The best defense against scams, or retailer incompetence, is the insurance industry’s standard Jewelry Appraisal JISO 78/79 (formerly ACORD 78/79), prepared by a Graduate Gemologist who is also a Certified Insurance Appraiser™. The gemologist examines the jewelry in a gem lab, using all necessary equipment, to determine the quality of the jewelry. The appraisal gives a detailed description, states whether the gem is natural or synthetic, and lists any gem treatments. This information will prove crucial in the event of a claim.
Natural gems of quality become more difficult to find as sources are mined out, leaving the market more open to synthetic gems of all kinds to fill the demand. The importance of having jewelry inspected by trained and knowledgeable appraisers cannot be overstated.

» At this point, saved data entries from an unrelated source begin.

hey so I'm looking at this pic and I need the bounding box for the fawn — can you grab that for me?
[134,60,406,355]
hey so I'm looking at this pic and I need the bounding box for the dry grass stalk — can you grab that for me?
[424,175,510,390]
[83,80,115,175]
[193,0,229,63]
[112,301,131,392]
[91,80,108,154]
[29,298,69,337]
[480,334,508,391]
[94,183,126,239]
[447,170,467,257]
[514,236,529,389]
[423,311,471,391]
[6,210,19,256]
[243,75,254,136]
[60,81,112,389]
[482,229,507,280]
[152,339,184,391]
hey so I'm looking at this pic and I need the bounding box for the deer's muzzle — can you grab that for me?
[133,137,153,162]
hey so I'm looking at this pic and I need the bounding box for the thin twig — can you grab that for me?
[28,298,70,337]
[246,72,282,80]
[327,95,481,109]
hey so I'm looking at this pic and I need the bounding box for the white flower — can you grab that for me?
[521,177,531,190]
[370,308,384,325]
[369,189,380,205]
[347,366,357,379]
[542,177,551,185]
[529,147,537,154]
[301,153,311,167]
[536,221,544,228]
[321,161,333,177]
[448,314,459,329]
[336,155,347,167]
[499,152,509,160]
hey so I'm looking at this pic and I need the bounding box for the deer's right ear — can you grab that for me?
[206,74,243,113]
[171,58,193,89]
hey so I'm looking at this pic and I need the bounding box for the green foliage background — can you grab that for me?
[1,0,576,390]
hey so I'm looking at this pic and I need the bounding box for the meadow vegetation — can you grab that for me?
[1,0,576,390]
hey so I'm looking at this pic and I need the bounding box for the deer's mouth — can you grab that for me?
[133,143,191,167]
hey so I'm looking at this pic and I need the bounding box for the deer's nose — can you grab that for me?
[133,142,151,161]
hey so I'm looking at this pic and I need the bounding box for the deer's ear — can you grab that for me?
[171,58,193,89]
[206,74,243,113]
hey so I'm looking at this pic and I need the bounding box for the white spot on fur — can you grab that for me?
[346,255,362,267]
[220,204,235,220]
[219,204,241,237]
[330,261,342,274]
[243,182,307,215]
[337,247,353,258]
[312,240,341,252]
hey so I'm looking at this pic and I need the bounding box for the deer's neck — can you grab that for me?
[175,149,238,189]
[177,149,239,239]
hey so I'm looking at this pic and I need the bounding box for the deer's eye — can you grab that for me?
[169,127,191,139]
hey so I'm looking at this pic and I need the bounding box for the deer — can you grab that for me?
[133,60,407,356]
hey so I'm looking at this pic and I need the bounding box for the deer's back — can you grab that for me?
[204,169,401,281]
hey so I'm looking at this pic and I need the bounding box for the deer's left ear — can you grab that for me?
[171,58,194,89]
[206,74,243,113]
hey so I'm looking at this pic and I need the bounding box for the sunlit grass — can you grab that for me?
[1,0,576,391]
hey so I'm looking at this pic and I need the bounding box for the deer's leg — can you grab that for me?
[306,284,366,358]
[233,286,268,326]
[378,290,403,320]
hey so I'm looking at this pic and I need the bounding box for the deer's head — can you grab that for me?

Examine the appraisal for terms such as synthetic, created, cultured, lab-made, and Verneuil, all of which indicate the ruby is not natural and should not be priced as a natural gem.
In replacing a gem of high value, never assume that the stone is natural simply because the appraisal doesn’t mention synthetic. Use every means possible to determine whether it's natural or synthetic.
Even natural rubies can vary dramatically in value depending on whether they have been treated. See the December 2004 issue for a discussion of ruby treatments.
Always have damaged stones examined by a trained gemologist using appropriate gem lab equipment. For rubies, and all colored gems, be sure to consult a jeweler who regularly deals with colored gemstones. The jeweler should be a Graduate Gemologist and a Certified Insurance Appraiser™. You should receive from the examining gemologist a complete appraisal, on JISO 78/79 (formerly ACORD 78/79), describing the current condition of the jewelry and its value.
A complete appraisal on damaged jewelry not only verifies the qualities of
the piece (which you can compare with information on file), it also assesses
the damage. Occasionally such an inspection reveals a lack of damage, as when
a stone suffers normal wear and tear or shows inherent vice, resulting in
damage for which the insurer is not responsible.